Questões de prova de concurso público - Discursiva 2

1) Disserte Uso e usufruto. 

Nas palavras de Orlando Gomes, “o usufruto de direitos consiste na atribuição a outrem das utilidades de um direito, durante um certo período de tempo, resguardada a sua existência e integridade” (Gomes, Orlando. “Usufruto de direitos”. In: Revista Forense, v. 180, p. 36-41).
Na lição de Caio Mário da Silva Pereira, “usufruto é o direito real de fruir as utilidades e frutos de uma coisa sem alterar-lhe a substância, enquanto temporariamente destacado da propriedade” (Instituições de direito civil - direitos reais, 18. ed. Rio de Janeiro, Forense, v. IV, 2003).

O atual Código Civil não reproduziu o art. 726 do Código Civil de 1916, que disciplinava o quase-usufruto, ou usufruto impróprio, incidente sobre as coisas consumíveis - às quais, para esse efeito, se equipararam às fungíveis - e que caíam no domínio do usufrutuário, que se obrigava a restituí-las no equivalente em gênero, qualidade e quantidade, regendo-se, no geral, pelas regras do mútuo.
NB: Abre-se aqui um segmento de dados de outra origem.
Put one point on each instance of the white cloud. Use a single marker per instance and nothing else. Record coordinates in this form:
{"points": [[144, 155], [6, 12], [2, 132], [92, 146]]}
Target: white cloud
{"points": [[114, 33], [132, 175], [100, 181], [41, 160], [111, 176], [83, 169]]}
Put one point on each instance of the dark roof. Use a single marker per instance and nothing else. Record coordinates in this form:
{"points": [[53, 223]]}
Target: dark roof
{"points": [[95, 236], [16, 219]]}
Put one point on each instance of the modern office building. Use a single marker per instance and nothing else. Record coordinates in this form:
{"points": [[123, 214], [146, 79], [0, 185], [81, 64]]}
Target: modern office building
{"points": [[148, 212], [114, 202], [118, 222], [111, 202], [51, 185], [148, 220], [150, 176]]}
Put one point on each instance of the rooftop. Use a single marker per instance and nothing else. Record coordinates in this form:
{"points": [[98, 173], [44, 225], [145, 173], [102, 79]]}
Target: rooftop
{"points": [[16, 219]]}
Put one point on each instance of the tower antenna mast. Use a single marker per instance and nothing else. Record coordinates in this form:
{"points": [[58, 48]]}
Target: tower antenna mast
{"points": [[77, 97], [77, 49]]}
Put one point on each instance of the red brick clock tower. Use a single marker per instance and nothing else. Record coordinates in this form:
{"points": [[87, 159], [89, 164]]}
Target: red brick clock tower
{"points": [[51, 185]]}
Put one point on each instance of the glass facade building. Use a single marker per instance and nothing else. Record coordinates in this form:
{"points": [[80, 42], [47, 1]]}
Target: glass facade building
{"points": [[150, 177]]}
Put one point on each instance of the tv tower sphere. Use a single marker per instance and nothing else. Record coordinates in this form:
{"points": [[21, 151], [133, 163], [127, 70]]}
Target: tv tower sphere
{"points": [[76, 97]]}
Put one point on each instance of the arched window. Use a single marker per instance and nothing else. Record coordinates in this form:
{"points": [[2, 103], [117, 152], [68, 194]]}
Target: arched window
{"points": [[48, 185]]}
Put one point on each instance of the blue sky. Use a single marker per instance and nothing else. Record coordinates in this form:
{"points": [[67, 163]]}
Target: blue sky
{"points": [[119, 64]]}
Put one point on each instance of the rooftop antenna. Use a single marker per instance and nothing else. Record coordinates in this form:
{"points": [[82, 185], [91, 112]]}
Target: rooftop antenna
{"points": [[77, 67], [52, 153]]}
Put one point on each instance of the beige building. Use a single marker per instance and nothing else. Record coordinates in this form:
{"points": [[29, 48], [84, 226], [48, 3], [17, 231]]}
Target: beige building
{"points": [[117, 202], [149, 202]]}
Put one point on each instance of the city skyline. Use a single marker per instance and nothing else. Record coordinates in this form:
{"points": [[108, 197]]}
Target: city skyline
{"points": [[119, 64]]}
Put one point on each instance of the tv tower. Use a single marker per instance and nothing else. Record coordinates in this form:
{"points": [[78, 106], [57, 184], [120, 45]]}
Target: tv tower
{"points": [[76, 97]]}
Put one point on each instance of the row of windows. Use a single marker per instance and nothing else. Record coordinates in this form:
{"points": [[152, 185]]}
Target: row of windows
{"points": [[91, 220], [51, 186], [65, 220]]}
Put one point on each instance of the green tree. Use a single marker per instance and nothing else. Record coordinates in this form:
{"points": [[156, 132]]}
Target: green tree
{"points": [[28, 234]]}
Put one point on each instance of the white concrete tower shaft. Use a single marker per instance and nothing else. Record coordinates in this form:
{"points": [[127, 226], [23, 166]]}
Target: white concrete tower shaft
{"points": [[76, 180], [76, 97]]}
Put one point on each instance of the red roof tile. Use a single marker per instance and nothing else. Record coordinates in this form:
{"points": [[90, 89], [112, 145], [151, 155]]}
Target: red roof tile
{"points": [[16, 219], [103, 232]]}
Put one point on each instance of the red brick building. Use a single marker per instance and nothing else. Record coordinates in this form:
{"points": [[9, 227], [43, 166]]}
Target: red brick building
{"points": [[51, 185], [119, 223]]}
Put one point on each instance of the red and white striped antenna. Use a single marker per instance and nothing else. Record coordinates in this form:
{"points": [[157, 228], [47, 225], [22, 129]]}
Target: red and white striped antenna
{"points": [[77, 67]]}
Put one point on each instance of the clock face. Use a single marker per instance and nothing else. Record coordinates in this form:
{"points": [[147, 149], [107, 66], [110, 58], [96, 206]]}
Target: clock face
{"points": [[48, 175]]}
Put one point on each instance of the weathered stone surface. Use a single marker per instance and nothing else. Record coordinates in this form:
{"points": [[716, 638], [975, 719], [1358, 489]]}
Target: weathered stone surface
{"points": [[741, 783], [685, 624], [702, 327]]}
As coisas consumíveis e fungíveis não mais podem ser dadas em usufruto, como objeto principal, havendo o Código Civil de 2002 resgatado a pureza da garantia real, exigindo a preservação da substância - ressalva-se apenas a exceção do art. 1.392, § 1º, que trata dos acessórios e acrescidos consumíveis.

Quanto às florestas e recursos minerais passíveis de exploração, vigora a convenção entre as partes. No silêncio do título, somente se admite a extração, pelo usufrutuário, se as árvores já se destinavam pelo proprietário para o corte, ou se já havia atividade de exploração mineral no terreno (Viana, Marco Aurélio S. Comentários o novo Código Civil. Rio de Janeiro, Forense, 2003, v. XV I, p. 628).

Via de regra, portanto, o usufrutuário faz jus aos frutos (naturais ou civis) e às utilidades, mas, não, aos produtos.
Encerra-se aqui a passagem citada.